NASHVILLE, TENN (CelebrityAccess) – A U.S. Bankruptcy Court for the District of Delaware in Wilmington yesterday entered a final order granting Gibson Brands Inc. authority to access the full amount of its $135 million in debtor-in-possession (DIP) financing and use of cash collateral.
The news comes less than 1 month after Gibson Brands filed voluntary petitions and a plan of reorganization in the U.S. Bankruptcy Court for the District of Delaware in Wilmington on May 1st.
The Court also granted final approvals for the company’s first day motions intended to support the business, including continuing to pay employee wages and benefits and to honor warranties and customer programs.

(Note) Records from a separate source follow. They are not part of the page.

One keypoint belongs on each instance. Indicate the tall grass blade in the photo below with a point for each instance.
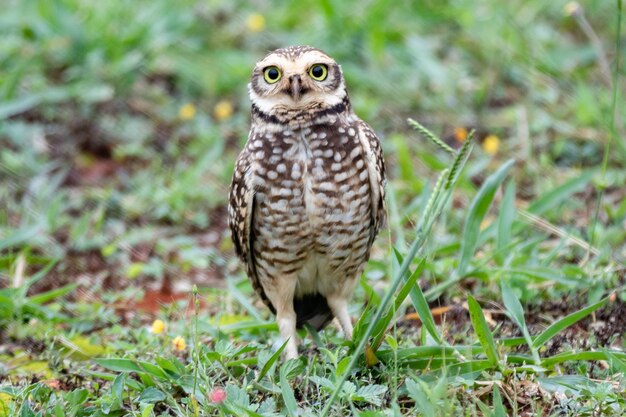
(439, 198)
(505, 220)
(478, 210)
(482, 331)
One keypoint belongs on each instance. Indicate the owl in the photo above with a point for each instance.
(307, 196)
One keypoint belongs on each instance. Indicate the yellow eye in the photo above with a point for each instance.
(318, 72)
(271, 74)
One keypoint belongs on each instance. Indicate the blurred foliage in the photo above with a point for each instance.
(120, 123)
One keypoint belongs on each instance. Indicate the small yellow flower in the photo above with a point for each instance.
(157, 327)
(255, 22)
(187, 112)
(572, 8)
(223, 110)
(460, 134)
(179, 343)
(491, 144)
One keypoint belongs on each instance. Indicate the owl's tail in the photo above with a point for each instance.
(312, 309)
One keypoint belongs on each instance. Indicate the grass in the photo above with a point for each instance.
(498, 289)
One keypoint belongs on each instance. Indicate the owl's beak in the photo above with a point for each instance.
(295, 87)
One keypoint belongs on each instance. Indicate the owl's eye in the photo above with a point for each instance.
(318, 72)
(271, 74)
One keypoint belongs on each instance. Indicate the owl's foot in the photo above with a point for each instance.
(339, 307)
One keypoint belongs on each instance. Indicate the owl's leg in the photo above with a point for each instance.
(281, 295)
(339, 307)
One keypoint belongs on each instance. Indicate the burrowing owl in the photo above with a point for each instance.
(307, 196)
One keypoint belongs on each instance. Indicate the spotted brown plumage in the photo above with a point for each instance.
(307, 196)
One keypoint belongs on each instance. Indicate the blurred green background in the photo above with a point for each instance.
(119, 126)
(120, 122)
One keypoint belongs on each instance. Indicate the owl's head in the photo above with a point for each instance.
(295, 80)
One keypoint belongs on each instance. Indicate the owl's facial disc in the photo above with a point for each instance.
(296, 79)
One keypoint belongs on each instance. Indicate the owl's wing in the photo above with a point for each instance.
(241, 207)
(378, 177)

“This is the next milestone for Gibson in completing our pre-negotiated Chapter 11. Our financing has the support of all of our stakeholders. Today’s decision assures that it remains business as usual at Gibson,” said Henry Juszkiewicz, Chairman and Chief Executive Officer of Gibson Brands. “Pursuant to the Restructuring Support Agreement and the Plan Term Sheet, this plan already has the critical support of our majority note holders. The transaction embodied in the Restructuring Support Agreement will, once approved, reduce our leverage, and allow us to quickly emerge from this process with a stronger balance sheet to support the Company’s long-term success, benefiting our valued customers, business partners, and employees in the years ahead.”